Selain saraf trigeminus terdapat saraf kranial VII, IX, X yang innervasi

meatus auditorius eksterna dan membran timpani. Saraf kranial IX

menginnervasi rongga telinga tengah, selain itu saraf kranial IX dan X

innervasi faring dan laring.Servikalis yang terlibat dalam sakit kepala adalah

C1, C2, dan C3. Ramus dorsalis dari C1 menginnervasi otot suboccipital

triangle - obliquus superior, obliquus inferior dan rectus capitis posterior

major dan minor. Ramus dorsalis dari C2 memiliki cabang lateral yang masuk

ke otot leher superfisial posterior, Longissimus capitis dan splenius sedangkan

cabang besarnya bagian medial menjadi greater occipital nerve.
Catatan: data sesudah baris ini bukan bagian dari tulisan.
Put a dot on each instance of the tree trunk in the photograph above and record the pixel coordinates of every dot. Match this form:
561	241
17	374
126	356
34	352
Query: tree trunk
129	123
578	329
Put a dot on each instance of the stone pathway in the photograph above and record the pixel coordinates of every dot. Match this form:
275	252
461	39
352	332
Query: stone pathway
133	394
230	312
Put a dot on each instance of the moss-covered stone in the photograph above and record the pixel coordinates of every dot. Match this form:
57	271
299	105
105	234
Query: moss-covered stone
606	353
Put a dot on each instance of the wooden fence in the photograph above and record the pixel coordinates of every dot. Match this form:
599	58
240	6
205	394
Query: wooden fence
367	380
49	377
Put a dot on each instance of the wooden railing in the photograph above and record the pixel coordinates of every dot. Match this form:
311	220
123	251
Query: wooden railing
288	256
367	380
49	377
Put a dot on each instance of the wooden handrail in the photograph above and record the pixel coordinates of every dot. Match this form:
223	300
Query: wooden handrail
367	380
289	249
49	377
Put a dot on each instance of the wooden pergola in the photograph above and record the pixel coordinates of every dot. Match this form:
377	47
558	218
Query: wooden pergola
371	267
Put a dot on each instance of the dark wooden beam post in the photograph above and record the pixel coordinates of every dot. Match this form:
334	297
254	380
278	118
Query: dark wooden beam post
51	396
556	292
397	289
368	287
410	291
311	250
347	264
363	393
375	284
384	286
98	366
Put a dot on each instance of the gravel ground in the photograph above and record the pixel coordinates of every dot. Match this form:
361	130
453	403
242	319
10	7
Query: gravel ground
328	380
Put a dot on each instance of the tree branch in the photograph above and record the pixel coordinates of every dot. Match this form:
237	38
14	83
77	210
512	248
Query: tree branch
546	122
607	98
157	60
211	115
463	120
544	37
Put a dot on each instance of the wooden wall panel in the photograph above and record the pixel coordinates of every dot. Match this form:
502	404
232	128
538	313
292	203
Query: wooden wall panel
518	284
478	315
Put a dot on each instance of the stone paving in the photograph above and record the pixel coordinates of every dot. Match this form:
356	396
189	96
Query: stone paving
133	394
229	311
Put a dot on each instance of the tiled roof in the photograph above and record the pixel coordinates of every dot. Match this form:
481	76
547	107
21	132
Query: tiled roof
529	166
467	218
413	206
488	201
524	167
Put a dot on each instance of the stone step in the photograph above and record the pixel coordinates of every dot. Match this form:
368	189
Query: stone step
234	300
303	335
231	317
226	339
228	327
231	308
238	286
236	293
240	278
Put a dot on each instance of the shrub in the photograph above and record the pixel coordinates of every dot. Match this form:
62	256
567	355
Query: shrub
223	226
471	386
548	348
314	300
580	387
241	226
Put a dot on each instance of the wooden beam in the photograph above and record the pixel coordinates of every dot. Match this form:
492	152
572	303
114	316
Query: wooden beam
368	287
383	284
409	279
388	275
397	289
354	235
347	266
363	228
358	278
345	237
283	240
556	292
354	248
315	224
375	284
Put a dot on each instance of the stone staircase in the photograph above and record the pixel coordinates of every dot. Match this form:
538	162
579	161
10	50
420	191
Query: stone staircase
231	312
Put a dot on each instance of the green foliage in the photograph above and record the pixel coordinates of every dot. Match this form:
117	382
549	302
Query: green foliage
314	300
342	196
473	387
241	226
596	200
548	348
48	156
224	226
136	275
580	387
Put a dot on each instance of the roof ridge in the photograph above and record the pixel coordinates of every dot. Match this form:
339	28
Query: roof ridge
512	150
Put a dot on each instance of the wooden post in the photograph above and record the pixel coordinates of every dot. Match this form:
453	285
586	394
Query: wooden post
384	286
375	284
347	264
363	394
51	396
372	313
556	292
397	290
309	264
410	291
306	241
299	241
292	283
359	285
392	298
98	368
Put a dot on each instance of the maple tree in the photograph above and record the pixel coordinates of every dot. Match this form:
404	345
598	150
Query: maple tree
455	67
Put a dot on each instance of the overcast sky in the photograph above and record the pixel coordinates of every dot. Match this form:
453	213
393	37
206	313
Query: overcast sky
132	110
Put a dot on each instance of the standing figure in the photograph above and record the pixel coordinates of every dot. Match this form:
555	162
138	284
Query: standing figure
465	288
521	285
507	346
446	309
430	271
Saraf ini

mengelilingi pinggiran bagian bawah dari obliquus inferior, dan balik ke

bagian atas serta ke bagian belakang melalui semispinalis capitis yang mana

saraf ini di suplai dan masuk ke kulit kepala melalui lengkungan yang
dikelilingi oleh superior nuchal line dan the aponeurosis of trapezius. Melalui

oksiput, saraf ini akan bergabung dengan saraf lesser occipital yang mana

merupakan cabang dari pleksus servikalis dan mencapai kulit kepala melalui

pinggiran posterior dari sternokleidomastoid. Ramus dorsalis dari C3

memberi cabang lateral ke longissimus capitis dan splenius. Ramus ini

membentuk 2 cabang medial. Cabang superfisial medial adalah nervus

oksipitalis ketiga yang mengelilingi sendi C2-3 zygapophysial bagian lateral

dan posterior. Daerah sensitif terhadap nyeri kepala dapat dibagi menjadi 2

bagian yaitu intrakranial dan ekstrakranial. Intrakranial yaitu sinus venosus,

vena korteks serebrum, arteri basal, duramater bagian anterior, dan fossa

tengah serta fossa posterior. Ektrakranial yaitu pembuluh darah dan otot dari

kulit kepala, bagian dari orbita, membran mukosa dari rongga nasal dan

paranasal, telinga tengah dan luar, gigi, dan gusi. Sedangkan daerah yang

tidak sensitif terhadap nyeri adalah parenkim otak, ventrikular ependima, dan

pleksus koroideus.

3. Fisiologi Cephalgia

Nyeri (sakit) merupakan mekanisme protektif yang dapat terjadi setiap

saat bila ada jaringan manapun yang mengalami kerusakan, dan melalui nyeri

inilah, seorang individu akan bereaksi dengan cara menjauhi stimulus nyeri

tersebut. Rasa nyeri dimulai dengan adanya perangsangan pada reseptor nyeri

oleh stimulus nyeri. Stimulus nyeri dapat dibagi tiga yaitu mekanik, termal,

dan kimia. Mekanik, spasme otot merupakan penyebab nyeri yang umum

karena dapat mengakibatkan terhentinya aliran darah ke jaringan (iskemia


jaringan), meningkatkan metabolisme di jaringan dan juga perangsangan

langsung ke reseptor nyeri sensitif mekanik.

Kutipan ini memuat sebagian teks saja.